Gli argomenti trattati dai due interlocutori avevano un unico filo comune: l’ambiguo atteggiamento di Francesco La Rocca che, secondo Tommaso Somma, aveva dato l’autorizzazione richiesta a Rosario Di Dio; Somma, infatti, secondo quanto riferito da Ilardi, criticava La Rocca proprio in relazione all’autorizzazione che questi aveva dato a Di Dio e manifestava l’intenzione di chiarire, una volta per tutte, la questione leadership con Di Dio. Su queste basi nasceva l’indagine IBLIS che, sin dai primi passi, consentiva di esaminare le diverse vicende documentate dalle posizioni, sempre più distanti nel tempo, assunte da Di Dio e Aiello, permettendo al ROS di meglio monitorare le dinamiche di cosa nostra catanese. Da queste indagini, infatti, è emerso che Di Dio è elemento di vertice della famiglia di Cosa Nostra di Ramacca e, in tale veste, manteneva qualificati e riservati contatti con esponenti apicali delle altre famiglie mafiose del catanese, funzionali alla definizione delle attività illecite da commettere e delle strategie da adottare per la gestione e la riorganizzazione di Cosa Nostra in ambito provinciale.

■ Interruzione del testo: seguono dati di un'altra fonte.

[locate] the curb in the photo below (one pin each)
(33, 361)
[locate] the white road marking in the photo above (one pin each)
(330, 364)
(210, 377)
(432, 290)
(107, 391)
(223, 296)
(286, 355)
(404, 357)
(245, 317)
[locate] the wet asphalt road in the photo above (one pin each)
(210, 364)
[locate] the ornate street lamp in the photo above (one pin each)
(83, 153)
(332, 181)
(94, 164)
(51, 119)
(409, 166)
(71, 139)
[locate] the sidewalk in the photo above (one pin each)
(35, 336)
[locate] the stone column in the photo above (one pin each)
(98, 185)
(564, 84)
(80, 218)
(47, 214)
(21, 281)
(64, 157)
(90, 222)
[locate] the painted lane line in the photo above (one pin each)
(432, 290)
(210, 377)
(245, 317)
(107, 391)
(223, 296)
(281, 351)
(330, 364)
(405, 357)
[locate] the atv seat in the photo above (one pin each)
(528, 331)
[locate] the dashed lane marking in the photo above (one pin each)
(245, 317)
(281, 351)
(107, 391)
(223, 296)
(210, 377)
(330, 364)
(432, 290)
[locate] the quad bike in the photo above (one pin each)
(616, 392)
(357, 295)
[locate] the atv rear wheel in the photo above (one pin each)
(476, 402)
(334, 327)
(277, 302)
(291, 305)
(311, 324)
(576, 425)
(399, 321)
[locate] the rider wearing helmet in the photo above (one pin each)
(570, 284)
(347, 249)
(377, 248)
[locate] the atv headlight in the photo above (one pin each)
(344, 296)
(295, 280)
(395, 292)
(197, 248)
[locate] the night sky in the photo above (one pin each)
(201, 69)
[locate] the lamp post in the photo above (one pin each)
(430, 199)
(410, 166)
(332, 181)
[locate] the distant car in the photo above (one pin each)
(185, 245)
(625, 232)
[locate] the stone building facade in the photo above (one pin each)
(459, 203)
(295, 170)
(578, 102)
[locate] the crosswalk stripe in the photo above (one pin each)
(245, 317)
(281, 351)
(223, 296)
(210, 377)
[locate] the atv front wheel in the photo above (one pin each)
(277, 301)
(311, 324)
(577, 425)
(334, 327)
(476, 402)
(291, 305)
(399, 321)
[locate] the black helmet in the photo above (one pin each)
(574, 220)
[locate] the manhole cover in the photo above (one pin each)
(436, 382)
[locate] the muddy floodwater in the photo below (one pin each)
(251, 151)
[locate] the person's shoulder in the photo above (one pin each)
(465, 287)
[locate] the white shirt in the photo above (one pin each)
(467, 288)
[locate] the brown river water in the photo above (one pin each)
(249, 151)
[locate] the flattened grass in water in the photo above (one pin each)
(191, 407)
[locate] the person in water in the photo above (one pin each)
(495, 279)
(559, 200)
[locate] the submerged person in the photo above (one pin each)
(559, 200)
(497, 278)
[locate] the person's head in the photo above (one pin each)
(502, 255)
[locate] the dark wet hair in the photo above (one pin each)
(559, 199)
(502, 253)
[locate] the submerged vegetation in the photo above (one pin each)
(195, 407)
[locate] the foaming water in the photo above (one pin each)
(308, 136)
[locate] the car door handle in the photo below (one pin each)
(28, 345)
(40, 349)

Nelle prime fasi dell’indagine IBLIS è stato documentato che Di Dio, in stretta connessione con l’allora rappresentante provinciale Vincenzo Aiello ed altro affiliato mafioso di rango, si adoperava per la messa a posto dei lavori effettuati a Palagonia dall’imprenditore gelese Angelo Brunetti che era impegnato nella relativa metanizzazione e nella realizzazione della via di fuga (arteria stradale che funge da circonvallazione); anche per queste due attività estorsive Di Dio è stato riconosciuto colpevole in concorso con Aiello e Franco Costanzo (esponente di spicco della articolazione di cosa nostra operativa a Palagonia, condannato nel settembre del 2012, nel troncone del processo IBLIS celebrato con rito abbreviato, a 20 anni di reclusione poiché ritenuto responsabile di partecipazione ad associazione mafiosa ed altro).

Grazie alle attività d’indagine svolte è anche emerso il rapporto esistente tra Di Dio ed alcuni politici locali che, all’epoca, ricoprivano importanti cariche in ambito provinciale e regionale; un rapporto, che era sempre funzionale alla realizzazione di dinamiche associative di largo respiro, veniva in particolare documentato con Fausto Fagone e Antonino Sangiorgi, esponenti politici palagonesi, all’epoca rispettivamente deputato alla Assemblea Regionale Siciliana e consigliere alla Provincia di Catania, ritenuti referenti politici di Cosa Nostra e, pertanto, condannati il primo a 12 anni di reclusione ed il secondo a 10 anni in quanto concorrenti alla associazione mafiosa in parola.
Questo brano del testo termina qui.